Says Kyle Bowen, the Director of Informatics, “There was this great opportunity where we could capitalize on this trend to help overcome common instructional challenges.” So, he set to work talking to colleagues to identify common instructional problems that could be solved with the development of mobile apps.
Purdue students and faculty now have free access to seven different apps, all designed to add value to the educational process.
Bowen says the apps take approximately four months each to develop, and often evolve after their initial release based on user feedback. He never knows exactly how professors are likely to use the apps, and is quick to encourage experimentation.
“We make them hackable, so [faculty] can get really creative in what they do with them,” he says. As a result, professors have found many different ways to incorporate the technology into the classroom and their assignments to improve student experience.
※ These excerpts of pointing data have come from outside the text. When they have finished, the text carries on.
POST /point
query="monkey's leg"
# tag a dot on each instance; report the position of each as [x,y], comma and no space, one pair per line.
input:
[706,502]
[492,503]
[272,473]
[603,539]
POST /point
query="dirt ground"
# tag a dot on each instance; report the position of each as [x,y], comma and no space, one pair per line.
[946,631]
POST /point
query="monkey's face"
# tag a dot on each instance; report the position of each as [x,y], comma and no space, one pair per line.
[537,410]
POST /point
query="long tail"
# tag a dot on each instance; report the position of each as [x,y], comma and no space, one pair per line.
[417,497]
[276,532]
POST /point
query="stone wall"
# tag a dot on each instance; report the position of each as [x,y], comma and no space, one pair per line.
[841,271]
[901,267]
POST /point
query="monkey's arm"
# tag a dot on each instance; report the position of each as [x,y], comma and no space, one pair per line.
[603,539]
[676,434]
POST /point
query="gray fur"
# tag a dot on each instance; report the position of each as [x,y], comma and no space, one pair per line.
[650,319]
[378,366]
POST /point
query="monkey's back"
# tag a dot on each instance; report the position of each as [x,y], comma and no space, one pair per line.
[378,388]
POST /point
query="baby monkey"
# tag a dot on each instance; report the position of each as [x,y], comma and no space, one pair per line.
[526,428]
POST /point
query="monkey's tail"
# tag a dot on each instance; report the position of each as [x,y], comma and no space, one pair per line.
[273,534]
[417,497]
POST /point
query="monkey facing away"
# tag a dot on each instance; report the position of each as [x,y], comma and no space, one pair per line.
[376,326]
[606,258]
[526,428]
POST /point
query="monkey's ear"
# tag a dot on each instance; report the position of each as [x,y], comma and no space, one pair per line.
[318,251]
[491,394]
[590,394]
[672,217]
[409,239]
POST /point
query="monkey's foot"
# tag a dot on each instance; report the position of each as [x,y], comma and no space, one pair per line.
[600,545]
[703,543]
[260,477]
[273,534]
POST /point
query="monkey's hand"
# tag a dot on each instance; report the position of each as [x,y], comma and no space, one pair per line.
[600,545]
One of the benefits mobile technology provides is an expectation of simplicity. Users don’t expect a lot of features and complicated functionality. On the contrary, more students and faculty are likely to use these apps because they don’t require much time and effort to learn. This makes for a simpler development process. The developers can focus on solving a particular problem well, and then move on to the next app.
Purdue’s faculty and students now have access to a range of new tools to creatively incorporate into the learning process. Bowen says they hope to be able to make the apps available to other educators as well over time. By bringing educational tools to students where they’re already spending their time — on mobile devices and social media — Purdue provides opportunities for increased student engagement.